Vou à janela e enquanto espero a noite chegar vejo a paisagem dourada que se estende à minha frente. Neste momento de final de tarde o tempo parece parar. Tudo é calmo e sereno, com uma musicalidade que nos faz sonhar, que nos faz ansiar ainda mais pela noite.
Chamo o anjo da noite, aquele que cura todos os males. Que me faz esquecer o dia, a realidade e tudo o que tem de aborrecido. Fico feliz quando o sinto chegar. O sonho vem sempre atrás.
É no sonho que liberto todas as minhas amarras. Liberto a minha mente de medos e preconceitos.
O sonho é como uma realidade à parte. Todos temos uma e não a partilhamos. É uma realidade que vivo sozinha, onde exprimo todas as minhas emoções, sentimentos e onde as frustrações não existem. Nele nada é proibido.
No entanto, é uma realidade interrompida a cada dia pelo despertador, pela moral, pelo dever e pela obrigação de ter de conviver na realidade por todos partilhada.
No sonho não existe noção de tempo. Vive-se para o presente. é um momento infinito e indeterminado. É um espaço único e livre. Só meu, onde sou o seu centro. Tudo gira à minha volta. O que importa sou eu, as minhas sensações e as minhas emoções.
Mesmo não estando presente, no sonho há algo que invariavelmente se refere a mim.
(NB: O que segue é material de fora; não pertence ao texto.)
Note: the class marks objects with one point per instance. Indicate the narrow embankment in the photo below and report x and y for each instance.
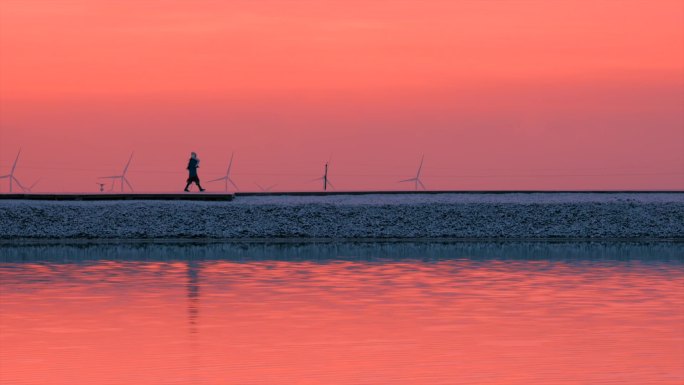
(500, 216)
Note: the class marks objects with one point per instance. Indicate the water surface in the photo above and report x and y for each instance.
(407, 313)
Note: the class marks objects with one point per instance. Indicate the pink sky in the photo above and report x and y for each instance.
(496, 94)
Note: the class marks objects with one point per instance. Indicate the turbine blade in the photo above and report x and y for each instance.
(128, 184)
(234, 185)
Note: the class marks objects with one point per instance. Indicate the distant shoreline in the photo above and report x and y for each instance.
(527, 216)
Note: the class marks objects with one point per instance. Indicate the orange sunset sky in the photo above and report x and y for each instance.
(530, 94)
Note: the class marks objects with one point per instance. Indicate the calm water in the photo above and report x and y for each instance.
(343, 314)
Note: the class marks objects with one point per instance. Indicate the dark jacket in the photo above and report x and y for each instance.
(192, 167)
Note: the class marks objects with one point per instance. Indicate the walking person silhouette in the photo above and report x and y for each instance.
(193, 164)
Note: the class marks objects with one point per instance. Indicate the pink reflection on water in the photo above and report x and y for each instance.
(342, 322)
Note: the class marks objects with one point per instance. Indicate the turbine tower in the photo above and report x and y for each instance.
(226, 178)
(11, 176)
(416, 180)
(122, 178)
(324, 178)
(30, 188)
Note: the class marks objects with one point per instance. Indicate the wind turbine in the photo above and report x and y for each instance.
(265, 189)
(11, 176)
(30, 188)
(416, 180)
(122, 177)
(324, 178)
(226, 178)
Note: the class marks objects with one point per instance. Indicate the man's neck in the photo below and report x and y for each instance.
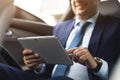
(86, 16)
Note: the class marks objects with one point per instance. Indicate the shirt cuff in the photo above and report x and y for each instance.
(41, 70)
(103, 72)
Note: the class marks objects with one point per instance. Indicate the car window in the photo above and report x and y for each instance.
(49, 11)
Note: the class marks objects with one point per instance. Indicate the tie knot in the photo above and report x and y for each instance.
(81, 24)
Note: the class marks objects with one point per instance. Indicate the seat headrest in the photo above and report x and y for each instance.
(110, 7)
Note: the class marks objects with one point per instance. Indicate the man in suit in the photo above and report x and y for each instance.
(98, 51)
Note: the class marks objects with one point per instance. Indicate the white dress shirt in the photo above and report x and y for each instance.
(78, 71)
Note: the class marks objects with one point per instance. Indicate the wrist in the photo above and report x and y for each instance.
(99, 64)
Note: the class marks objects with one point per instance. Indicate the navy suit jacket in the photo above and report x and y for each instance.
(104, 42)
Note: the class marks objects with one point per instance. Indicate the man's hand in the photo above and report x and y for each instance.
(83, 56)
(31, 59)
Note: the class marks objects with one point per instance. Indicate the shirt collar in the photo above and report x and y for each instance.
(92, 19)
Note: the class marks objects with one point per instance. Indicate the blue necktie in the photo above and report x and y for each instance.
(75, 42)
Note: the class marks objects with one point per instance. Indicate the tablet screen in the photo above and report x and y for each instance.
(49, 48)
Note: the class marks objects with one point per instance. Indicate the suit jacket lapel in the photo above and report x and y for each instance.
(66, 32)
(96, 35)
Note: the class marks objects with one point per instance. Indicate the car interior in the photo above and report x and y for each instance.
(25, 24)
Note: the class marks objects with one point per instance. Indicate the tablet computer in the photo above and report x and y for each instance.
(49, 48)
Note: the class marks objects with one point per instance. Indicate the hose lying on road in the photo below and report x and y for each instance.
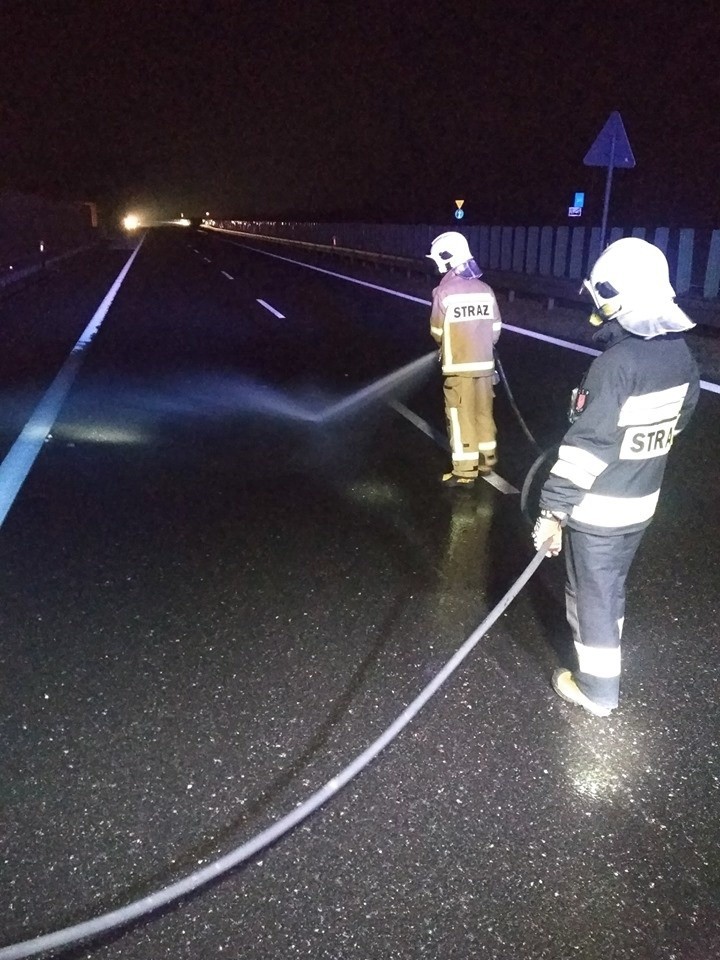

Pode ser uma subtileza, um pequeno objecto, uma característica física, mas é algo que é um exclusivo meu. Algo que torna o sonho no 'meu sonho'.
O instante em que acordo é o mais triste para mim, pois neste momento tudo o que se passou durante a noite desaparece. Chega o anjo da manhã, aquele que nunca chamo, e faz-me esquecer tudo o que sonhei.
Penso na vida e nas possibilidades que a recordação de um sonho me pode trazer. Tento recordar o que sonhei, mas surge sempre na minha mente um enorme buraco negro, vazio e perturbante, que me leva a pensar, por breves instantes que estou perdida na loucura que assola o mundo.
Olho uma vez mais pela janela a ver se a noite já chegou e descubro que chegou o dia e a paisagem azul e branca da manhã.